11. The method according to claim 1, additionally comprising the steps of providing the harvested microbial biomass as a feedstock for a fermentation process for production of a fuel ethanol therefrom.

12. The method according to claim 1, additionally comprising the steps of anaerobically digesting the harvested microbial biomass to produce one or more combustible gases therefrom.

13. A photobioreactor for production of microbial biomass, comprising:

a chamber having opposing outer walls, a base portion, and a top portion;

an optical filter adjacent extending along an inner face of one of the opposing outer walls;

a transparent sheet material adjacent to and extending along the optical filter surface, wherein the transparent sheet material has macroscopic structural features formed thereinto;

at least one inlet port approximate the top portion of the photobioreactor;

an outlet port approximate the pase portion of the photoreactor; and

a piping in communication with the photobioreactor for receiving gases therefrom.

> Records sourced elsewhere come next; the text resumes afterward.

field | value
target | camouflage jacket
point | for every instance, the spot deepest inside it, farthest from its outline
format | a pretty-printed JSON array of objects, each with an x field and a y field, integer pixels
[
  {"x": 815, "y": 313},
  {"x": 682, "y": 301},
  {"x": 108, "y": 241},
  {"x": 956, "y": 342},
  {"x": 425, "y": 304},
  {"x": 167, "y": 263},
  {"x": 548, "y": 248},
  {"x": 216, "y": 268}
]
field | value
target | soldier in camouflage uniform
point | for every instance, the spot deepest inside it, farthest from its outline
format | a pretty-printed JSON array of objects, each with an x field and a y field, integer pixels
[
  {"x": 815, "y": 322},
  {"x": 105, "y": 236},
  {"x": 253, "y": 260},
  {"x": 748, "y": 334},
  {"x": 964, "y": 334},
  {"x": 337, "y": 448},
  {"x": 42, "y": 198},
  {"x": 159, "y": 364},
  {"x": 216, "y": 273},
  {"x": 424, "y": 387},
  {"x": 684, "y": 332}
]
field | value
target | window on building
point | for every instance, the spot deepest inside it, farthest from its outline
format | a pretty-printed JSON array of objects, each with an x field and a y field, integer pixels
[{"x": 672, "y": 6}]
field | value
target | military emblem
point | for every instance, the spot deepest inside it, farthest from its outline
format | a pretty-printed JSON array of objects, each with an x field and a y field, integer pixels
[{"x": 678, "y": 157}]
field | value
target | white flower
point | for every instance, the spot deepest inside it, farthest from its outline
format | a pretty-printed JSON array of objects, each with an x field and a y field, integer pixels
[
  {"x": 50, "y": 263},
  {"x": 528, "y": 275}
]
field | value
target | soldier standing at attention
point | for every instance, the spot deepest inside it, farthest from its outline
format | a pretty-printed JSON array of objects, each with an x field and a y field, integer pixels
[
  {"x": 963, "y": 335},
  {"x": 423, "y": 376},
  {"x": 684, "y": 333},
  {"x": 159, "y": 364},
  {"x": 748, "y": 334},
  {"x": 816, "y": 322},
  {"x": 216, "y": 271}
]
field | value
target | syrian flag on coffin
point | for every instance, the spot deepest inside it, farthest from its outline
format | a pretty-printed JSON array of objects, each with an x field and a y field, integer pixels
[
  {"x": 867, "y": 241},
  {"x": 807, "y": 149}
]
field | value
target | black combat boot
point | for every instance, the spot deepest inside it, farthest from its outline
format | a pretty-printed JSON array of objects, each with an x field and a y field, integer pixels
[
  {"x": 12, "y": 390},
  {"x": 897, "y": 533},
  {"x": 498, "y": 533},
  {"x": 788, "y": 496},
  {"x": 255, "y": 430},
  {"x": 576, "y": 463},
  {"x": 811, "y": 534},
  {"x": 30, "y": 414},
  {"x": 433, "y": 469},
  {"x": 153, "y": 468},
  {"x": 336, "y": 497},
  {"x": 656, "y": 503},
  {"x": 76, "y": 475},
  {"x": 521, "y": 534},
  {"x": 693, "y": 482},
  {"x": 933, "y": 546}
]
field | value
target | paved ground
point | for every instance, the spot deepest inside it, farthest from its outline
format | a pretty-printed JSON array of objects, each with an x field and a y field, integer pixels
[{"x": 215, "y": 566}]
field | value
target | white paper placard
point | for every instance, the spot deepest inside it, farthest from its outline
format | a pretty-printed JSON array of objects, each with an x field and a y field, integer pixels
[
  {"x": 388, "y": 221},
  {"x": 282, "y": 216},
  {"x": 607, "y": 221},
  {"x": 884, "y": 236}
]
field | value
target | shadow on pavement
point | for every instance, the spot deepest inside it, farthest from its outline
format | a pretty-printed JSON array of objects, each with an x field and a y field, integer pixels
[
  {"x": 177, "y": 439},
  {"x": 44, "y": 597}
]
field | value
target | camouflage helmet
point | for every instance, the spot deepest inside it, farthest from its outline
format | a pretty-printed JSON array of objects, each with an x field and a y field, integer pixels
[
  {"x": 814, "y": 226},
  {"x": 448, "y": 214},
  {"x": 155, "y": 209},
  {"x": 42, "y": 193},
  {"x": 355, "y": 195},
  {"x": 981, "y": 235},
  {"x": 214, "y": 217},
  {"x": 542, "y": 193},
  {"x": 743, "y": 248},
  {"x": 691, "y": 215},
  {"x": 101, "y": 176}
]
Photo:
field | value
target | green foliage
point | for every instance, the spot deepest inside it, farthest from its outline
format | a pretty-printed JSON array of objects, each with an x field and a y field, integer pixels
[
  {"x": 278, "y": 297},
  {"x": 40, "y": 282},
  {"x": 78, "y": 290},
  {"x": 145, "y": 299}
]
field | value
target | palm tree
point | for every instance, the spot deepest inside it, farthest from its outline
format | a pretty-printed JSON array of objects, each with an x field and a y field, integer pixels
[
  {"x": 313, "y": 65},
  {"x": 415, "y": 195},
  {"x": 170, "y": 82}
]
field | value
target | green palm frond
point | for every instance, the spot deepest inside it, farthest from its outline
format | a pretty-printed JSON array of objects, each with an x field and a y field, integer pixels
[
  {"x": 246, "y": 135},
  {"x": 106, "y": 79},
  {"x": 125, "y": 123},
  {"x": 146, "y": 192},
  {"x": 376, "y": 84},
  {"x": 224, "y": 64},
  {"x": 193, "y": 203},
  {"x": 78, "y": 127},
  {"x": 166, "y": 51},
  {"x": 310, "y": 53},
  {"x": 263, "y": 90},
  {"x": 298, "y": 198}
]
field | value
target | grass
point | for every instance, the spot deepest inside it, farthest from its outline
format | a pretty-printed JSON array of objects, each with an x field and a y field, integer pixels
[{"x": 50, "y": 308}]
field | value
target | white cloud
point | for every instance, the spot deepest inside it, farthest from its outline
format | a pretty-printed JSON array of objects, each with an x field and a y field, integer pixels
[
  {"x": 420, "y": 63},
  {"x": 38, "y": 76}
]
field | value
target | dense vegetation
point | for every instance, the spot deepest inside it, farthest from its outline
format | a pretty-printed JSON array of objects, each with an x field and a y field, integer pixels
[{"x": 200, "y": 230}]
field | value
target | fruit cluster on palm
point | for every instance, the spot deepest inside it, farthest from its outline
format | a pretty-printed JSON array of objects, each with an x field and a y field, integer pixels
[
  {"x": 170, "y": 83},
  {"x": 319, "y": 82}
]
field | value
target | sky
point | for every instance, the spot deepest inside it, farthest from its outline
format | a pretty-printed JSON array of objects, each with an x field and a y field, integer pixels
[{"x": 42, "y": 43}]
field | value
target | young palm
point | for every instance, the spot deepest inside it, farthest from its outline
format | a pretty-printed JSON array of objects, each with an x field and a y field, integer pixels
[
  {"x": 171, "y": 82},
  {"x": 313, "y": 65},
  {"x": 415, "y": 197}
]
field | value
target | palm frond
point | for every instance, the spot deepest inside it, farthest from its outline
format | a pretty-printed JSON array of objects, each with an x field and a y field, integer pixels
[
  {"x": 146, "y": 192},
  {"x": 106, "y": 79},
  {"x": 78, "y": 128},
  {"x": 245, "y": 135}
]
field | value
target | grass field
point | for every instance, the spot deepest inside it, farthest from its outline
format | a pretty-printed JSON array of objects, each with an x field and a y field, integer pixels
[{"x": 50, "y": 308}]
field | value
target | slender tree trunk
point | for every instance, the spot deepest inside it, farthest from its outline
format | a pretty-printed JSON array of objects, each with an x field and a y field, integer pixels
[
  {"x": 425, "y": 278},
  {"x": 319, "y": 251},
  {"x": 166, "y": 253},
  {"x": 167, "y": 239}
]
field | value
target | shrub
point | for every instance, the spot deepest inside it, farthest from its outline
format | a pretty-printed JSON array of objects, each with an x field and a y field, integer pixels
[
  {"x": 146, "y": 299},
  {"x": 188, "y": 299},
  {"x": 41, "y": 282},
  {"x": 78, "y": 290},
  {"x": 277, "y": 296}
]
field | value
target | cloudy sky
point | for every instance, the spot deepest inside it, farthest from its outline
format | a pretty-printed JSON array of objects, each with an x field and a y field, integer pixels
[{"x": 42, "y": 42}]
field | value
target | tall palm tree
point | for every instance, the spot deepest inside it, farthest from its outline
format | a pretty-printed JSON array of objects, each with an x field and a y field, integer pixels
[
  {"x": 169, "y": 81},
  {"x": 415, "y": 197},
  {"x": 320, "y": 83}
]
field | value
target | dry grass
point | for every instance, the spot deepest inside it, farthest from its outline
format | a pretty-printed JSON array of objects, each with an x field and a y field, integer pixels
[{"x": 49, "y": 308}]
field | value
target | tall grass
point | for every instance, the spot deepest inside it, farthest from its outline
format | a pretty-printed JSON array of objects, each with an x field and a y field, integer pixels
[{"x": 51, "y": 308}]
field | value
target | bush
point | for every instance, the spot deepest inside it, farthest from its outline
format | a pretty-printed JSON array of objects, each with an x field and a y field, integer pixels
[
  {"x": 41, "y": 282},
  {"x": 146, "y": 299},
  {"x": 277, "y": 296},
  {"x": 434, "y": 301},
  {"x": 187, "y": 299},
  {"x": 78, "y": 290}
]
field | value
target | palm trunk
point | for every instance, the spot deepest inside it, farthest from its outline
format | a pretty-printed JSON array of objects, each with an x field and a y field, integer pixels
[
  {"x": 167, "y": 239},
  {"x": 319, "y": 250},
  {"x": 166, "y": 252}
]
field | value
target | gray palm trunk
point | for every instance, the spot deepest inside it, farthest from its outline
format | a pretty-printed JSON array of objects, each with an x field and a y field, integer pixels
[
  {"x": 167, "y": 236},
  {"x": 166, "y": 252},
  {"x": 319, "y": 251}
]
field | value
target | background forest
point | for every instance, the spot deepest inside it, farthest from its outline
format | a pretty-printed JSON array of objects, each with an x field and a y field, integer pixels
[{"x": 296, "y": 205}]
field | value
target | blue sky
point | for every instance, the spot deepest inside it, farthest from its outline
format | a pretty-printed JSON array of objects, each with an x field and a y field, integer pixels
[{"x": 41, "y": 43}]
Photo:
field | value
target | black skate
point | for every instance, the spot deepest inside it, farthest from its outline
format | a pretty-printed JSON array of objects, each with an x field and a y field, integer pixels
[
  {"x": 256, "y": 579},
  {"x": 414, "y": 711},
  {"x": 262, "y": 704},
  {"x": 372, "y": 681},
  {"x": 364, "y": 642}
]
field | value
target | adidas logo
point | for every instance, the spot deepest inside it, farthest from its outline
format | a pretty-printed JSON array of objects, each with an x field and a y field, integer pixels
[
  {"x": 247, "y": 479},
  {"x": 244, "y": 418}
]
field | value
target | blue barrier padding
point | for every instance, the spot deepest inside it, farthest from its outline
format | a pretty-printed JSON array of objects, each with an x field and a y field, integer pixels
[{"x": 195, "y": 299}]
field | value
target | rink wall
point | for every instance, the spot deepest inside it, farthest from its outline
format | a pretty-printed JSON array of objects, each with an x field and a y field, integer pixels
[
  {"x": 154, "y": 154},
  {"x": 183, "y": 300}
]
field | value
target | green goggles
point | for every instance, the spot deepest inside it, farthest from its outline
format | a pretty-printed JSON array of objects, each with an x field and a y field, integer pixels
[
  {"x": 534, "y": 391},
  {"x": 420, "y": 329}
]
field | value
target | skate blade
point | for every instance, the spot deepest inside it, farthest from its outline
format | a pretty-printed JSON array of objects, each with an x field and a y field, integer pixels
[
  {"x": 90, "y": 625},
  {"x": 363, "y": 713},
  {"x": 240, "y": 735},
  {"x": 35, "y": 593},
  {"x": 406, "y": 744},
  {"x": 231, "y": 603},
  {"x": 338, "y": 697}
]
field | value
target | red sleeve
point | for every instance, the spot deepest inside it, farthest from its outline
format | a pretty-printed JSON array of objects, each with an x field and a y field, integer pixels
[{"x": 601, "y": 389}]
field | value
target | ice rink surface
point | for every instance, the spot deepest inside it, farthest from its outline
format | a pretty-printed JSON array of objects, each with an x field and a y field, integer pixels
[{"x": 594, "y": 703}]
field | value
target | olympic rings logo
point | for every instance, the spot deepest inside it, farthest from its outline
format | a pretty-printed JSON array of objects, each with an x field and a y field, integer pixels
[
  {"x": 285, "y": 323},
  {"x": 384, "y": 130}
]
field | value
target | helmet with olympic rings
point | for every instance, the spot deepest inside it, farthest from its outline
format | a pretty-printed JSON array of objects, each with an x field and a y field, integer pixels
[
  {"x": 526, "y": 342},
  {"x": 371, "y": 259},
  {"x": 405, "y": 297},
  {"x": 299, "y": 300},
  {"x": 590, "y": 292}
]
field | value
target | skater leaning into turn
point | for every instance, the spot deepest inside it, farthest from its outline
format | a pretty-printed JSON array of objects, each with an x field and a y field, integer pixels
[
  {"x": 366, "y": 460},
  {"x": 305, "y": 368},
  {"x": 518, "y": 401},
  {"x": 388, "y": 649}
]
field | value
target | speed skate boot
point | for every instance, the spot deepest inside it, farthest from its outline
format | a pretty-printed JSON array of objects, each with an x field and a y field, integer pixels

14. A photobioreactor according to claim 13, wherein the chamber forms a rectangular parellelepiped shape.

15. A photobioreactor according to claim 13, wherein the piping is in communication with an oxygen meter.

16. A photobioreactor according to claim 13, wherein the piping is in communication with a CO2-capturing device.

17. A photobioreactor according to claim 13, wherein the optical filter comprises a photovoltaic cell.

18. A photobioreactor according to claim 13, wherein the optical filter comprises an organic solar cell.

19. A photobioreactor according to claim 13, wherein the optical filter filters out blue light or red light.